トップが好かれている会社・組織のほうがうまくいっているケースが多かったというのが体感であります。
ですので、右腕は自分の人気取りではなく、嫌われる覚悟で会社にとって必要なこと、そのスタッフの成長のために必要なことを言える人でなくてはいけません。
一方で、トップは右腕が嫌われ役をしてくれている場合には、少しくらい他の社員・スタッフに怒りを感じることがあっても右腕に任せること、そしてスタッフの右腕に対する嫌悪感をフォローするために、「彼(右腕)はあなた(社員・スタッフ)のことを考えてそういうことを言ったんじゃないの?言いかたはキツイけどちょっと考えてみて」や「キツく叱ることもあるけど、彼しかうちの会社では叱ってくれる人はいない、彼がいるからうちの会社は締まるんだよ」など、右腕のやっていることの意味を伝えることが必要です。
誰も好き好んで嫌われ役をやる人はいません。
すべてはトップのため、会社のため、スタッフのためです。
嫌われ役に徹してくれているのに、トップが一緒になって右腕の批判をしていたら、右腕のいる場所はなくなってしまいます。
お互いが会社の立場で考えられる
トップ、右腕、ともに人間ですから、感情があります。
スタッフに対する想い、商品・サービスに対する想い、自分の思い入れのあるお客様に対する想いなど、個人的な想いや感情があります。
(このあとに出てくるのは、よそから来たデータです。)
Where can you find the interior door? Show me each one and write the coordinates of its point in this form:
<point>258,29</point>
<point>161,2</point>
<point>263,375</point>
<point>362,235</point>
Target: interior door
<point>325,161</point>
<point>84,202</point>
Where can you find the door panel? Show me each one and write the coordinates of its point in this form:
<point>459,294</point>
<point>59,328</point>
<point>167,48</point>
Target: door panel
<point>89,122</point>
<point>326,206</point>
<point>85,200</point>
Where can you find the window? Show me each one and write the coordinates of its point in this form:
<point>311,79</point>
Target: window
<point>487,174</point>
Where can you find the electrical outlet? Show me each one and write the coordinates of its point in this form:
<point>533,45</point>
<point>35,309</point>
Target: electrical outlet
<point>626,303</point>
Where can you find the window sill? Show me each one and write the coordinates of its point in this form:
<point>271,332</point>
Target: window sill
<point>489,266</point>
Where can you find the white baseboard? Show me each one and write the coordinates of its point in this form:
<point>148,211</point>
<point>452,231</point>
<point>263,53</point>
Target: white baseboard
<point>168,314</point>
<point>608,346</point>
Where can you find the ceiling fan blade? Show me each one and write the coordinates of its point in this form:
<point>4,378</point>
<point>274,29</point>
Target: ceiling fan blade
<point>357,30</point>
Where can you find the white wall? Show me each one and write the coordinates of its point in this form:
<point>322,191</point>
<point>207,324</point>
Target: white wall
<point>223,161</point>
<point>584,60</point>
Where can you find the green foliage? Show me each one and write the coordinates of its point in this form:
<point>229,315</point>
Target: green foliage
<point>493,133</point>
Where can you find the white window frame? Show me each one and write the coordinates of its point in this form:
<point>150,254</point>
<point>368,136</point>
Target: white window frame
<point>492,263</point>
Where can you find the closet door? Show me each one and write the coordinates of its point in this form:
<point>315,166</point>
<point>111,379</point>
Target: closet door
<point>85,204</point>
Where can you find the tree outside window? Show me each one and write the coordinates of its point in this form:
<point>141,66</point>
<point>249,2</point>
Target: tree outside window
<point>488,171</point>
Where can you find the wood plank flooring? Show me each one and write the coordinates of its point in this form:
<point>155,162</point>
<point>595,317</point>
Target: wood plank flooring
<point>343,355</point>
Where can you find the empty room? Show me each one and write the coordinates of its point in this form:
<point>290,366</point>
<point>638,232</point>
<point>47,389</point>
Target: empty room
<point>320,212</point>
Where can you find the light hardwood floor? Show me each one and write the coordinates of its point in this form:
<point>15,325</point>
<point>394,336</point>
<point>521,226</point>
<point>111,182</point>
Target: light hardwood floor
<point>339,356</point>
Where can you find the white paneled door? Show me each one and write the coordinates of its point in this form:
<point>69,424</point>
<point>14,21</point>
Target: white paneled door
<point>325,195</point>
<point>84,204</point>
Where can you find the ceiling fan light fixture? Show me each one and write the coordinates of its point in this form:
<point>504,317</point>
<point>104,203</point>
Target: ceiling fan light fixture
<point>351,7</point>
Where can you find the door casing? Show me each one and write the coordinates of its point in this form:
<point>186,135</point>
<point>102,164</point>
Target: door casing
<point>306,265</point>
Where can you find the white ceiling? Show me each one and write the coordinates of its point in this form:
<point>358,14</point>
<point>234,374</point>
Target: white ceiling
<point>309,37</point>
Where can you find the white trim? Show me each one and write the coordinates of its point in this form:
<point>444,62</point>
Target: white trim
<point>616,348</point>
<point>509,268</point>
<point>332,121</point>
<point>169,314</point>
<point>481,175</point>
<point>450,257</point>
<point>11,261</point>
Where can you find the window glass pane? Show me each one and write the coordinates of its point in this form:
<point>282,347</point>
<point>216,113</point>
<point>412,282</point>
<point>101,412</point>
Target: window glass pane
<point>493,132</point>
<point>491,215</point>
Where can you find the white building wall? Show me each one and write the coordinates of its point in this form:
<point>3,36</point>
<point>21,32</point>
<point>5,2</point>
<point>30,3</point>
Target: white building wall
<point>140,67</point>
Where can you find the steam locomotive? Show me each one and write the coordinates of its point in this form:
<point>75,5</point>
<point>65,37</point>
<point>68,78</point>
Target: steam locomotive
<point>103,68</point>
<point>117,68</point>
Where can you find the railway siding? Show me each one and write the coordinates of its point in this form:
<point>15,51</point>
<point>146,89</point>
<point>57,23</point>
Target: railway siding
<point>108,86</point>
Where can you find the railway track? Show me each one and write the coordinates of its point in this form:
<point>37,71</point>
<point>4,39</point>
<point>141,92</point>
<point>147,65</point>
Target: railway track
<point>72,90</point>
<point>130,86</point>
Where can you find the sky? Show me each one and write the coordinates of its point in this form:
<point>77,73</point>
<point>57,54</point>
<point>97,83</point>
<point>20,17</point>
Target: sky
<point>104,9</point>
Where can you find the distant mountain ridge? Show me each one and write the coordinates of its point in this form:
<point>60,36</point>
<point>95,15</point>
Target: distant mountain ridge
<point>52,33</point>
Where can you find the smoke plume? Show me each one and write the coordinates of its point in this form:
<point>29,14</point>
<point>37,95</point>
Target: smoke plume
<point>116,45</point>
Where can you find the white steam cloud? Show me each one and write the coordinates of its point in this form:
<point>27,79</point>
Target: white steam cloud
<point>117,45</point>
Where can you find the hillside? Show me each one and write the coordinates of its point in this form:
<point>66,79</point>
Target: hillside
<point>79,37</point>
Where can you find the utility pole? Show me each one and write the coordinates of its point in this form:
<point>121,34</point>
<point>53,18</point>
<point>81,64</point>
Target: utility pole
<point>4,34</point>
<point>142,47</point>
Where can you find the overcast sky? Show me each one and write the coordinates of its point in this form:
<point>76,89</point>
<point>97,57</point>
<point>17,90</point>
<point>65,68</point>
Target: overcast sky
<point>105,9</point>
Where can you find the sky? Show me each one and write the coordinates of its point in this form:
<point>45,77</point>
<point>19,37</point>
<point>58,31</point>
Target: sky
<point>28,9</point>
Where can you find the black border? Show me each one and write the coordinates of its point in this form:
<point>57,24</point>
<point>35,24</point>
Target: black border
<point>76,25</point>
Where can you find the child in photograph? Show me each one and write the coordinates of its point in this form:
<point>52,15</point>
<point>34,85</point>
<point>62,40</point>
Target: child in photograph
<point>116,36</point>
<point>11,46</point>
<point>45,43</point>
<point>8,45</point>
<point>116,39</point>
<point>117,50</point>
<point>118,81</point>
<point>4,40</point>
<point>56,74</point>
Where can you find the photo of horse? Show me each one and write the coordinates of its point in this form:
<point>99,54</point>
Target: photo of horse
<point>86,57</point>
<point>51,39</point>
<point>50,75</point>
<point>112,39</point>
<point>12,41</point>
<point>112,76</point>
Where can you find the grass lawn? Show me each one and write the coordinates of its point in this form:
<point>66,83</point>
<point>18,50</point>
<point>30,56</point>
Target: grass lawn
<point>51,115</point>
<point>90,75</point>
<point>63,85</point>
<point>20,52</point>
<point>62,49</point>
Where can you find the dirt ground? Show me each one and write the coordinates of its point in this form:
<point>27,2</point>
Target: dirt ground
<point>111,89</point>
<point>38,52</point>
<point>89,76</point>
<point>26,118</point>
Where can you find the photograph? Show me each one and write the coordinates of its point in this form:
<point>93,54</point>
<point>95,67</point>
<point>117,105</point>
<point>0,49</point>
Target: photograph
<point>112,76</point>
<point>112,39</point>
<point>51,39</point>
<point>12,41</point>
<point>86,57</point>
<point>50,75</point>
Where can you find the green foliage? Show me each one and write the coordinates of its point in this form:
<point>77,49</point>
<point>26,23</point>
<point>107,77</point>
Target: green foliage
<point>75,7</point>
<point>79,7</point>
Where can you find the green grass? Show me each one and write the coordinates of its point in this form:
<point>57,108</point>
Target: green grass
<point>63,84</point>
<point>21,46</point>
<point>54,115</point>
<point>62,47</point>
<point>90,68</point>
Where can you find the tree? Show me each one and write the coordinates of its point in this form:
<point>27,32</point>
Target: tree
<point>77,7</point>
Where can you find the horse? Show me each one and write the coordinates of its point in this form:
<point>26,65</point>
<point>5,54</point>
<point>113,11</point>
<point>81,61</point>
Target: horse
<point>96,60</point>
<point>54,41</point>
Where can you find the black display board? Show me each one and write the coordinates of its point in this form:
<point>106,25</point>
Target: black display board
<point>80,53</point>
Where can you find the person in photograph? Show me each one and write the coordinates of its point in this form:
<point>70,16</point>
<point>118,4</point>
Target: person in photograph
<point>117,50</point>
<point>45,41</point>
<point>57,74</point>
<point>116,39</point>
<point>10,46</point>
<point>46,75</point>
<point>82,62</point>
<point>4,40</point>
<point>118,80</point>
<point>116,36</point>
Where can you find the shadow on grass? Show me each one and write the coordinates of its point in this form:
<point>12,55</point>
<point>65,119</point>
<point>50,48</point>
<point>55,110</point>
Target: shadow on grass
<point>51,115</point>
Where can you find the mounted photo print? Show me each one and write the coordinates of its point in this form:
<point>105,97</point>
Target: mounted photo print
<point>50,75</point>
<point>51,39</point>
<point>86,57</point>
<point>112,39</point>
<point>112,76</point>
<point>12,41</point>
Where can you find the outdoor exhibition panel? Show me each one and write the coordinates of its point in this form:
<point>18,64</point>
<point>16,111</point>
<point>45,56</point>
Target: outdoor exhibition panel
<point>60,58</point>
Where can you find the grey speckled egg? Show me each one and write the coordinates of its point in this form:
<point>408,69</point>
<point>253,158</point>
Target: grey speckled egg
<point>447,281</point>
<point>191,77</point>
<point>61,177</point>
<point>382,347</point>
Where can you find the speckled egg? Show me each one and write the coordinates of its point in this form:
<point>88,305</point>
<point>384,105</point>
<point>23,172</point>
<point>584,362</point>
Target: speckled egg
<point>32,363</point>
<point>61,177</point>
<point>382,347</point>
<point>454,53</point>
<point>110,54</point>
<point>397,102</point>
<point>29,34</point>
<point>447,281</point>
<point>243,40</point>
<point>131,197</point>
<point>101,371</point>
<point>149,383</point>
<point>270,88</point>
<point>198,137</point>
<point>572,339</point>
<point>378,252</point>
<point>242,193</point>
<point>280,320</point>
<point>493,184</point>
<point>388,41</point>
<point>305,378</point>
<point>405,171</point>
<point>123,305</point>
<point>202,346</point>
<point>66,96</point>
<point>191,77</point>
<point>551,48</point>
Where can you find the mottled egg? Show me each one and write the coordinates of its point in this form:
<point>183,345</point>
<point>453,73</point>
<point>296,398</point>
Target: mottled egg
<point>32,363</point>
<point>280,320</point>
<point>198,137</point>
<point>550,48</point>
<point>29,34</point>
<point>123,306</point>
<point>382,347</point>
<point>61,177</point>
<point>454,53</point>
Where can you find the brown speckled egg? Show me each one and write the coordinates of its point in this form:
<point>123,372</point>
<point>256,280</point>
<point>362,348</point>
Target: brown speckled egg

しかし、個人的な感情ではこうしたい、でも会社としてはこうすべきでは?という意見をお互い考えられる関係が理想です。
トップの右腕に対する姿勢
・右腕を信頼し、自分の出来ない部分ができる人と信頼する。
・右腕を人前で誉める。
・右腕を人前で叱らない。
・右腕とコミュニケーションをとる。
・決断は早く、今は決めないというのも決断の1つ。悩んでいる姿は不安を招く。
・右腕が嫌われ役をしてくれている場合は、適度にフォローする。
右腕のトップに対する姿勢
・トップを信頼し、尊敬する。
・トップの批判を人前でしない。
・トップと意見が違っても2人きりのとき以外、反論しない。
・人前ではひたすらトップを立てる。
・トップに短所や欠けている部分があるからこそ自分の活躍の場があると思う。
・嫌われ役を引き受けてでも、トップが好かれる環境、社内の雰囲気を作る。
編集後記
事例は省略しましたが、私が理想だと思うトップと右腕の関係、そして右腕が育っている企業の傾向についてまとめました。
社長がグイグイ引っ張ってきて成長しているけど、そろそろ組織化や仕組み化していかなければいけない、自分の後方を固めてくれる人が育ってくれたらと思っている経営者のかたは多いのではないでしょうか?
最近、そういうお客様からの問い合わせが増えていて、実際にお手伝いさせていただくケースも増えてきました。
10人未満から10人以上になるために組織化、仕組み化を進めたいという企業様が多くなっています。
私の経験が、そういう方のお力になれたらと思っています。
最近、ブログの更新が滞っていましたが、月2くらいのペースで、今年は更新していきたいと思っていますので、よろしくお願いします。